Da teologia da morte (do corpo) para a teologia da vida (do corpo)
A
moral judaico-cristã é castradora, impositiva, heterônoma e alienadora. Sua
origem reside naquele que é o maior representante da cristandade – O apóstolo
Paulo. Desde Paulo e posteriormente Agostinho de Hipona, o corpo, a nudez, a
sexualidade, a paixão, o desejo, a libido devem se submeter a uma rigorosa
moral para a garantia de uma eternidade com Deus no céu. Caso o ser humano não
se submeta a esta moral estará condenado ao inferno de fogo, que implica no
sofrimento e separação eterna.
Daí,
podemos levantar duas questões: a primeira, é que na literatura bíblica
encontramos várias referências em que o corpo, a nudez, a paixão, o desejo e a
libido são considerados como expressões e pulsões da vida humana. Por exemplo –
nos livros de Cânticos dos cânticos e Eclesiastes. No primeiro, o corpo, a
nudez, a paixão e o desejo são expressos de forma clara e vívida como uma
emanação humana, demasiada humana, em que o prazer de viver a vida esta no aqui
e no agora, sem nenhuma restrição externa, heterônoma. A vida é celebrada no
corpo, com o corpo, através do corpo e para o corpo. Em Eclesiastes não
encontramos uma teologia sobre uma vida além desta. Não existe o conceito de
céu e inferno e uma recompensa após vida, ou seja, eterna. O que existe é a
ideia de viver a vida como uma dádiva e emanação divina, desfrutar da mesma,
tirar um máximo dela, mesmo em meio às intempéries que a existência impõe,
porque depois da morte não existirá uma consciência do que foi feito. Significa
dizer que não haverá um julgamento eterno por causa das ações do corpo.
A
segunda questão implica sobre o conceito de céu e inferno. Ambas são frutos de
uma teologia tardia influenciada pela teologia grega que será posteriormente aperfeiçoada,
transformada em uma nova roupagem que permeará o imaginário judaico e cristão
da literatura neotestamentária. Temos aí a gênese de várias correntes
hermenêuticas e teológicas que formará o pensamento dos primeiros cristãos
sobre antropologia humana, ou seja, do corpo.
O
pensamento Paulino foi formado segundo a literatura cristã sobre a influência
farisaica que era extremamente moralista, além dela, encontramos traços ascéticos
da teologia gnóstica que é fruto da filosofia platônica dos dois mundos. Quando
cristão Paulo introduziu sutilmente o moralismo e ascetismo numa imagem cristã
totalmente distorcida do Cristo dos Evangelhos. O corpo e suas pulsões devem
ser submetidos rigorosamente a uma lei que em nada tem de interior, mas
externa, que posteriormente será canonizada como: bíblia sagrada.
Agostinho
na mesma linha de Paulo vai dar continuidade a este processo de demonização do
corpo não só pela influência Paulina, mas pelo gnosticismo do maniqueísmo.
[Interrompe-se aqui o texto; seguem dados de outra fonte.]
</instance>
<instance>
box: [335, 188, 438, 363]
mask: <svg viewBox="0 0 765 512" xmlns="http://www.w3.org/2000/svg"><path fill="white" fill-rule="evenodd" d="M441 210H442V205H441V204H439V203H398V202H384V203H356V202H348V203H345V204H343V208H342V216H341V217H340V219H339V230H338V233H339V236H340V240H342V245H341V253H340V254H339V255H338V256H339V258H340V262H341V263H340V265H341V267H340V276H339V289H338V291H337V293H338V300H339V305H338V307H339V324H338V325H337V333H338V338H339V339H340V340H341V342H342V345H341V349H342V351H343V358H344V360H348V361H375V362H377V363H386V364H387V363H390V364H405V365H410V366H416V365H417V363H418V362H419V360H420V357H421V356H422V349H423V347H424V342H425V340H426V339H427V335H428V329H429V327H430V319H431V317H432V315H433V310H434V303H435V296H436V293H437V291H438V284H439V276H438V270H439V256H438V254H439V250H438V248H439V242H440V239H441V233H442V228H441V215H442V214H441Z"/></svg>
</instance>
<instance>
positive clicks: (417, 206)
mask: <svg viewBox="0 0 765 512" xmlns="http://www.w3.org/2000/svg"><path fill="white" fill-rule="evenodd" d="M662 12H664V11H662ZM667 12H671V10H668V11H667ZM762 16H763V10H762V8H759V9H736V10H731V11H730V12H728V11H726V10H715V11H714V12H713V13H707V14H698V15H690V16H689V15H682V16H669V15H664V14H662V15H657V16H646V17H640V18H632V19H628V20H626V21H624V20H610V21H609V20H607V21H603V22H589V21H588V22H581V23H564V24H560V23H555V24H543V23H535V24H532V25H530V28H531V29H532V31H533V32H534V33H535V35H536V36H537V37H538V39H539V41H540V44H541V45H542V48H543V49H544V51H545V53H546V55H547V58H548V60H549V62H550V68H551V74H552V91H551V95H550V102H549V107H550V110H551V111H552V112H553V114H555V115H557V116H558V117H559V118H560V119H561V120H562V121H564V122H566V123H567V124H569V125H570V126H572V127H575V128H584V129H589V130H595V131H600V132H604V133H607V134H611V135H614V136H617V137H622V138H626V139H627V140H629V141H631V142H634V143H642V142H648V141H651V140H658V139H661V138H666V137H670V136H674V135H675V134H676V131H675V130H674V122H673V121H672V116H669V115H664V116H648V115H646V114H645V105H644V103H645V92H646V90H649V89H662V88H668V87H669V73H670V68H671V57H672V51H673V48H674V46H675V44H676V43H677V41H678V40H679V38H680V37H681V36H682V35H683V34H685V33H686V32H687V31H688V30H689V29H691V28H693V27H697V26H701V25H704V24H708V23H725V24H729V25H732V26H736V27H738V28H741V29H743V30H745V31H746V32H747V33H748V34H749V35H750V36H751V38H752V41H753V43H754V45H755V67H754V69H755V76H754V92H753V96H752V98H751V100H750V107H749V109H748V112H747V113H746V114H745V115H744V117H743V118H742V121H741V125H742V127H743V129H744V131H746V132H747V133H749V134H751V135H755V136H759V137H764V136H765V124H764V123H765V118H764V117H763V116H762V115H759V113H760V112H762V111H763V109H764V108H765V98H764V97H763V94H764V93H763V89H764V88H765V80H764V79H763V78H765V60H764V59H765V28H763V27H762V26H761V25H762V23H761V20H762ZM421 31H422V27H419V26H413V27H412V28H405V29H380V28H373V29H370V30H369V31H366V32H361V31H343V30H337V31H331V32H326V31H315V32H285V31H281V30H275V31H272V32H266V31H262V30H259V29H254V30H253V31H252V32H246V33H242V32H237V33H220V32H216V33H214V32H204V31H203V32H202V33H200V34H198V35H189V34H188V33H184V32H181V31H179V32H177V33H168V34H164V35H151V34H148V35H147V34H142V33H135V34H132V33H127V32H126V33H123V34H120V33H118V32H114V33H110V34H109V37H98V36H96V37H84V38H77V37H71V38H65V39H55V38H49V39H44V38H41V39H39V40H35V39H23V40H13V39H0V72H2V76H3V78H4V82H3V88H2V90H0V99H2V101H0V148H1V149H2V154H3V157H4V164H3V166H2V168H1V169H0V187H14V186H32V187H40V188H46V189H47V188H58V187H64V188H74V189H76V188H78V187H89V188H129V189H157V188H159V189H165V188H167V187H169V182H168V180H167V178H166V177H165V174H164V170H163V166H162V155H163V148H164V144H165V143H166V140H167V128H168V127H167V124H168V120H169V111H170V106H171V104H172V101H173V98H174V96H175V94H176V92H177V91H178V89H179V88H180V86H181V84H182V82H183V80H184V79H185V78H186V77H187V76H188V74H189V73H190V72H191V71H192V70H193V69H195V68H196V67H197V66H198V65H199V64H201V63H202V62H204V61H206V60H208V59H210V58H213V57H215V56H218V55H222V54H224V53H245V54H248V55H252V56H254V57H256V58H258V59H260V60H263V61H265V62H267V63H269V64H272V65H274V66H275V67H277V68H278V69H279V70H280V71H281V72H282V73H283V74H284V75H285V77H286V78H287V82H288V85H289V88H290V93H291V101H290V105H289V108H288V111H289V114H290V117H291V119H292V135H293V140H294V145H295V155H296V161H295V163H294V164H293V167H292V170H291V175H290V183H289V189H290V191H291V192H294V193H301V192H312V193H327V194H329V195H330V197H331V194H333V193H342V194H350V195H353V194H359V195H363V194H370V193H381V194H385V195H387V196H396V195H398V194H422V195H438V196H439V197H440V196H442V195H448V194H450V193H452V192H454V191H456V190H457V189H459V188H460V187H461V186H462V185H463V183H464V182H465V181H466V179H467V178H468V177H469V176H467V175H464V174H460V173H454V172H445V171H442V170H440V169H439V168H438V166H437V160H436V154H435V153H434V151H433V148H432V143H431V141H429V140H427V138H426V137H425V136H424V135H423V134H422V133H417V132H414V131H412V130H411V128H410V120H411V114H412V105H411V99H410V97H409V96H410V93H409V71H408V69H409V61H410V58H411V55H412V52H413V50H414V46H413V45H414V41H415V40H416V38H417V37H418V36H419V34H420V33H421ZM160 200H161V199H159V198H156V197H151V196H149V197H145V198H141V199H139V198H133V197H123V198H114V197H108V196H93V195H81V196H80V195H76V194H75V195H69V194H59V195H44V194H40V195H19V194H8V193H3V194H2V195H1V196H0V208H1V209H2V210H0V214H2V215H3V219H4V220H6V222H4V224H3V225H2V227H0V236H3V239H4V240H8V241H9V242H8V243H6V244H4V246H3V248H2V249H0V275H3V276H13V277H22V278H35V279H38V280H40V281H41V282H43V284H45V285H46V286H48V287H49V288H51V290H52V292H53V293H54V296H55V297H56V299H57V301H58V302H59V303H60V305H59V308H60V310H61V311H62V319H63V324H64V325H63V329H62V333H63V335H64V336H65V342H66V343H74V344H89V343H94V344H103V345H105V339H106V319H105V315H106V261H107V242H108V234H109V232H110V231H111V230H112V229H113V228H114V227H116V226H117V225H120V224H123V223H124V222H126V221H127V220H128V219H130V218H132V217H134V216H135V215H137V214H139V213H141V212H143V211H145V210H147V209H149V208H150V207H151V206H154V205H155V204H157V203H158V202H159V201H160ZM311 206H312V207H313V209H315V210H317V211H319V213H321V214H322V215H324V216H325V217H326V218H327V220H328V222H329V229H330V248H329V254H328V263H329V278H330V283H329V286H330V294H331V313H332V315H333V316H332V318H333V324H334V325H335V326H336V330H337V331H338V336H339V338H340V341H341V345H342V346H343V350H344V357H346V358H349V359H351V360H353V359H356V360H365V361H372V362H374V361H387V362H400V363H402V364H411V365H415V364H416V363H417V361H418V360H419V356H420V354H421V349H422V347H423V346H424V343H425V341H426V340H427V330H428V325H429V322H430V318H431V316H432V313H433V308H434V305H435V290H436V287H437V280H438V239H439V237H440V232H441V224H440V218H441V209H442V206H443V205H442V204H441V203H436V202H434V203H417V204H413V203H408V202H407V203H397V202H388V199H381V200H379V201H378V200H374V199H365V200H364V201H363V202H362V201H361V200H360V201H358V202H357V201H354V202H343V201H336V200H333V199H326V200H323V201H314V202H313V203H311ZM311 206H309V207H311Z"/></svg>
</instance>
Doravante, o corpo e todas as suas pulsões serão retratados na literatura
cristã como um mal, cujas paixões devem ser suprimidas e domesticadas, caso
contrário, estarão sob a condenação eterna – o inferno.
O
que se percebe na moral judaico-cristã é uma tentativa de manipular o corpo e
todas as suas pulsões a um estado de reclusão, repressão e dormência sobre a égide
de uma eternidade com Deus em que todos aqueles que se abstém dos prazeres do
corpo serão recompensados. O que distorce completamente a antropologia do corpo
e de suas pulsões como celebração da vida e do prazer de viver.
Na
esfera cristã atual, o fundamentalismo religioso é a maior expressão de uma
teologia que condena e abomina as pulsões do corpo e do prazer. Para estes homicidas
e agoureiros da morte, o corpo precisa ser mortificado, significa dizer que o
corpo deve ser submetido à tortura, ao flagelo, castigado, atormentado por alguma razão de ordem moral, psíquica e
espiritual, aborrecido, desprezado, desprovido de vida, de vigor, de intensidade,
em nome de um porvir, de um céu com Deus.
A teologia da vida que advogamos é aquela que celebra a vida, o
corpo, o prazer, a nudez, a sexualidade, a paixão, o desejo, a
libido, o vigor, a intensidade ou parafraseando as palavras do Cristo: viver a
vida e viver com abundância, isto é: Viver a vida no corpo, com o corpo e para
o corpo de maneira extrema, excessiva e transbordante.